Londra’nın kiraz ağaçları ile ünlü sokaklarından birinde konumlanan bu ev, 310 metrekarede 5 kat ve 7 yatak odasından oluşuyor. Ev sahipleri evi almaya Nisan 2019’da kiraz çiçeklerinin arasında yürürken karar vermişler. Özge Çağlayan evin mimari projesinin başına Nisan 2021’de geçmiş. “Projeyi ilk ziyaret ettiğimde kiraz çiçekleri açmıştı ve evin yüksek pencerelerinden içeriye girmek ister gibi görünüyorlardı. Projenin nasıl şekilleneceği çok açıktı. Kiraz çiçeklerinin evin tüm odalarında simgesel olarak bulunacağı, diğer tüm tasarım objelerinin de onların destekleyicisi olacağına karar verilmişti.”

Ciddi şekilde tadilat gerektiren ev projesindeki en önemli noktalardan birinin evin koruma statüsü altında olması olduğunu söylüyor Çağlayan: “1850 yılında inşa edilen ev, Londra’da Grade II koruma statüsüne sahip. Bu da projede ekstra özen ve dikkat gerektiriyordu. Ev sahipleriyle yapılan görüşmeler sonunda koruma altındaki dış cephe, merdiven, pencereler, döşemeler ve taşıyıcı duvarlar hariç tüm duvarların yıkılmasına karar verildi. Evin inşaatı yaklaşık 15 ay sürdü.” İç mekân tasarımında yapının tarihi özelliklerine sadık kalınarak klasik İngiliz stiline ağırlık verilmiş. Daha çok çağdaş mimari projelerinde çalışan Özge Çağlayan, projede vaktinin çoğunluğunu teknik detayların değil, İngiliz stilini yansıtma üzerinde çalışmanın aldığını belirtiyor: “Evin hem tarihsel hafızasını geri getirmeye hem de günümüz yaşamına uygun hale getirmeye odaklandık.”
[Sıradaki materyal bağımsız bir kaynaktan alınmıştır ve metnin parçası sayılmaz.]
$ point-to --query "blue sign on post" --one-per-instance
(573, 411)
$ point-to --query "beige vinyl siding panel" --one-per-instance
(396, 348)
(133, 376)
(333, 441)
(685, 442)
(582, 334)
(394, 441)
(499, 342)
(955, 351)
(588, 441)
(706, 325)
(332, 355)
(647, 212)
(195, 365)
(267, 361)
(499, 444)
Yaşam alanı ve yemek odası evin giriş katında bulunuyor. Yemek alanı arka bahçeye yüksek pencereler ve çatı pencereleri ile açılırken yaşam alanı ön caddeye bakan yüksek pencere ile kiraz çiçeği ağaçlarını içeriye davet ediyor. Bu nedenle her iki odada da mavi tonları kullanılarak doğal renklerinin tasarıma dahil olması istenmiş. Yaşam alanı ev sahiplerinin sürekli kullanacağı bir oda olarak konumlandığından bu odada dingin renkler tercih edilerek rahatlığın öne çıkması sağlanmış. Yemek alanında bulunan yüksek cam tavana asılan cam sarkıt ile İngiliz stilini yansıtan maun uzun yemek masası bir arada kullanılıyor. Uzun süren seçim aşamalarından sonra mobilyalarda Kingcome Sofas, Oka ve Jonathan Charles (FBI) ile iş birliği yapılmış. Duvar kâğıdı ve diğer kumaşlarda Colefax and Fowler tercih edilmiş. Salon dekorasyonunda klasik İngiliz tarzını yansıtan ipek kadifeden üretilen rahat koltuklar kullanılmış. “Bu tür İngiliz tarzı koltuklar yumuşaklığı ve samimi havasının yanı sıra şıklığıyla da yapının tarihi özelliklerini yansıtıyor. Salondaki en önemli parçayı çerçeve içine alınarak bir sanat eseri olarak yeniden yorumlanan el boyaması duvar kâğıdı oluşturuyor,” diyor Özge Çağlayan. Duvar kâğıdı deseninde her bir öğenin tek tek yerleri belirlenmiş. Bu projeye özel olarak üretilen bu duvar kâğıdı, kiraz çiçeği ağaçlarına gönderme yaparken hem doğanın hem de evin bir parçası oluyor. Duvar kâğıdında de Gournay, mobilya, aydınlatma ve ayna için Beaumont & Fletcher markası tercih edilmiş.

Evin üçüncü katında konumlanan yatak odasında, maun mobilyalar sade renkler ile bütünleştirilerek rahat bir kullanım deneyimi sunulmuş. Yüksek yatak başı, tamamen ipek kumaşlardan el işçiliğiyle üretilmiş, aynı detaylar sandalyede ve perdelerde kullanılarak tasarım bütünlüğü sağlanmış. Yatak başında yer alan nişlerde, tıpkı yaşam alanında olduğu gibi, el boyaması duvar kâğıtları çerçevelenerek sanat eseri haline getirilmiş. Duvar kâğıdında de Gournay, mobilyada Beaumont & Fletcher ve Jonathan Charles tercih edilmiş. Banyoda İngiliz stilinin parçası olan vintage küvet ve pirinç ayaklar üzerinde yükselen doğal taş lavabo ünitesi kullanılmış. Lavabo ünitesinin arkasına el boyaması duvar kâğıdı uygulanmış. Duvar kâğıdında de Gournay, banyo mobilyalarında Drummonds ile çalışılmış. “Evde bulunan özel parçalardan birisi de zeminde kullanılan ahşap parkeler. Her odanın zemin kaplaması, şömine merkez alınarak pirinç çerçeveler ile sınırlandırılarak tasarlandı,” diyor Çağlayan. İngiliz stilini yansıtan zemin kaplaması için Walking on Wood, taşlar içinse Mandarin Stone ile iş birliği yapılmış.